Autonomous robot manipulation for planetary and terrestrial applications - Renaud Detry
posted on 23 March, 2021


Abstract: In this talk, I will first discuss the experimental validation of autonomous robot behaviors that support the exploration of Mars’ surface, lava tubes on Mars and the Moon, icy bodies and ocean worlds, and operations on orbit around the Earth. I will frame the presentation with the following questions: What new insights or limitations arise when applying algorithms to real-world data as opposed to benchmark datasets or simulations? How can we address the limitations of real-world environments—e.g., noisy or sparse data, non-i.i.d. sampling, etc.? What challenges exist at the frontiers of robotic exploration of unstructured and extreme environments? I will discuss our approach to validating autonomous machine-vision capabilities for the notional Mars Sample Return campaign, for autonomously navigating lava tubes, and for autonomously assembling modular structures on orbit. The talk will highlight the thought process that drove the decomposition of a validation need into a collection of tests conducted on off-the-shelf datasets, custom/application-specific datasets, and simulated or physical robot hardware, where each test addressed a different range of experimental parameters for sensing/actuation fidelity, breadth of environmental conditions, and breadth of jointly-tested robot functions.
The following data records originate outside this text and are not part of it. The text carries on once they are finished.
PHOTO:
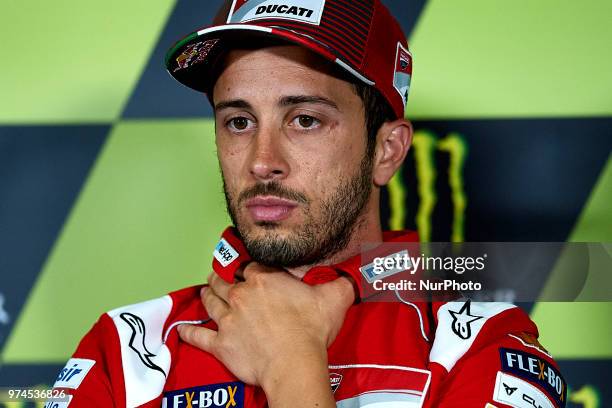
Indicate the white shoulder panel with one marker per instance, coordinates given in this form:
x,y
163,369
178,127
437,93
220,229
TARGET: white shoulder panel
x,y
144,356
459,323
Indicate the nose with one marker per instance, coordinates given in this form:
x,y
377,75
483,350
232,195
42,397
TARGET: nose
x,y
268,161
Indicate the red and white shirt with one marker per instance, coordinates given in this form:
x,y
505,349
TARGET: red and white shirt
x,y
387,354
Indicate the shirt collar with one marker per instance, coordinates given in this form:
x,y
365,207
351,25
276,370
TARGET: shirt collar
x,y
230,254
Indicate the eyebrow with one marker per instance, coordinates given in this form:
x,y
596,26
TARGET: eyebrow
x,y
234,103
298,99
284,101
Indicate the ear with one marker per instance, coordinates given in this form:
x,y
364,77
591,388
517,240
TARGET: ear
x,y
392,143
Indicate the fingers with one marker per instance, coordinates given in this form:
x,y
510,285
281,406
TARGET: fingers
x,y
214,305
219,286
199,337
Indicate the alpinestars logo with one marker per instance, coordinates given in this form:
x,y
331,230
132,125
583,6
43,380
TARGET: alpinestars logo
x,y
137,341
462,321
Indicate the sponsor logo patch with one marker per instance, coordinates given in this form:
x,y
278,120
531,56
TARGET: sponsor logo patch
x,y
403,72
58,404
226,395
137,341
73,373
515,392
4,316
368,271
334,380
535,370
225,253
304,11
194,54
462,321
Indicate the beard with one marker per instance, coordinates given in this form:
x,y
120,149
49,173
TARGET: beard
x,y
318,238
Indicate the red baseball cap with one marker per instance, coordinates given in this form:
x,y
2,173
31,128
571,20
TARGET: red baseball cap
x,y
360,36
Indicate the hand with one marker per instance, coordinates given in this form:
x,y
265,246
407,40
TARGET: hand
x,y
271,323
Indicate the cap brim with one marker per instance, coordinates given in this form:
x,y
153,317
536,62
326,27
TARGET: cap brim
x,y
192,60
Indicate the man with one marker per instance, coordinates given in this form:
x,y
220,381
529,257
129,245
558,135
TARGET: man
x,y
309,101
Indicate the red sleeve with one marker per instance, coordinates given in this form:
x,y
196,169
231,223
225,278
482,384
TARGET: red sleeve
x,y
93,377
514,371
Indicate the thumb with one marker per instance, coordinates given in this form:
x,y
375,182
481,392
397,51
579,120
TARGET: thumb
x,y
199,337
Next, I will present a task-oriented grasp model, that en- codes grasps that are configurationally compatible with a given task. The model consists of two independent agents: First, a geometric grasp model that computes, from a depth image, a distribution of 6D grasp poses for which the shape of the gripper matches the shape of the underlying surface. The model relies on a dictionary of geometric object parts annotated with workable gripper poses and preshape parameters. It is learned from experience via kinesthetic teaching. The second agent is a CNN-based semantic model that identifies grasp- suitable regions in a depth image, i.e., regions where a grasp will not impede the execution of the task. The semantic model allows us to encode relationships such as “grasp from the handle.” A key element of this work is to use a deep network to integrate contextual task cues, and defer the structured-output problem of gripper pose computation to an explicit (learned) geometric model. Jointly, these two models generate grasps that are mechanically fit, and that grip on the object in a way that enables the intended task.